TurnTrout comments on Training a Reward Hacker Despite Perfect Labels

TurnTrout 15 Aug 2025 0:46 UTC
LW: 7 AF: 2
1
AF
Retrospective: This is a win for the frame of “reward reinforces previous computations.” Ever since 2022, I’ve thought of “reward” as reinforcing the computations which led to the reward and as a chisel which carves circuits into the policy. From “Reward is not the optimization target”:
What reward actually does is reinforce computations which lead to it…
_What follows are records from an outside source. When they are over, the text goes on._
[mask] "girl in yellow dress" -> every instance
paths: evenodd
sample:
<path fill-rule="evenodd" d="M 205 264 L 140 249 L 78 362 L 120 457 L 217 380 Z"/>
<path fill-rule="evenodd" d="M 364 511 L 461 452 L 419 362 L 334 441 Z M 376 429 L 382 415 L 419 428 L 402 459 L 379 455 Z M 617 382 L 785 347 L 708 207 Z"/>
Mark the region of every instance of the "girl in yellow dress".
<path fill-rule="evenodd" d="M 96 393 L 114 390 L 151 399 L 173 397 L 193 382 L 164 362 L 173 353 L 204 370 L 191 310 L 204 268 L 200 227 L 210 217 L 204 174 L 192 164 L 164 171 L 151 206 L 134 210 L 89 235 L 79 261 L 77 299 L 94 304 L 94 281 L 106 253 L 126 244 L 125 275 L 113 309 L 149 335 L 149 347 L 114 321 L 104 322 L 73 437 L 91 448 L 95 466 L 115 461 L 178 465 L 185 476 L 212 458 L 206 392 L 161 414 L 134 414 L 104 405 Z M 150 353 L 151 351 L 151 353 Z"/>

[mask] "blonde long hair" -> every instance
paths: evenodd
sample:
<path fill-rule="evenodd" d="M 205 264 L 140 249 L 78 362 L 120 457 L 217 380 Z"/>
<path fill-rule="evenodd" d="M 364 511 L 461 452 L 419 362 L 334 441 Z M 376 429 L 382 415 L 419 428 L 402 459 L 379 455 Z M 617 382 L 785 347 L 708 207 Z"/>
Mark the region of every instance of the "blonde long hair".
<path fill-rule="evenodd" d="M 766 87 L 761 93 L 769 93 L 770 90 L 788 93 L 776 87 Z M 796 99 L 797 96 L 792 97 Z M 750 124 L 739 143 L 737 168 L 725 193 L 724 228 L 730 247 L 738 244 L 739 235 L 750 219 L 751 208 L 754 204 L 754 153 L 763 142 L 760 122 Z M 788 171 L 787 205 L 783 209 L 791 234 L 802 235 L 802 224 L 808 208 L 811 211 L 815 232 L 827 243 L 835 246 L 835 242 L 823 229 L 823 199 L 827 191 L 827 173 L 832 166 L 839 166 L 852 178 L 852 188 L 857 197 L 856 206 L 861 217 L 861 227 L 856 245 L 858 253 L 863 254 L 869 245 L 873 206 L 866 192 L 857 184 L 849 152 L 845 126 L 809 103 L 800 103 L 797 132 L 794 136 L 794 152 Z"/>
I suggest that you mechanistically model RL agents as executing behaviors downstream of past reinforcement (e.g. putting trash away), in addition to thinking about policies which are selected for having high reward on the training distribution (e.g. hitting the button). The latter form of reasoning skips past the mechanistic substance of reinforcement learning: The chiseling of computations responsible for the acquisition of the cognition-updater...
In my view, reward’s proper role isn’t to encode an objective, but a reinforcement schedule, such that the right kinds of computations get reinforced within the AI’s mind.
By thinking about reward in this way, I was able to predict^[1] and encourage the success of this research direction.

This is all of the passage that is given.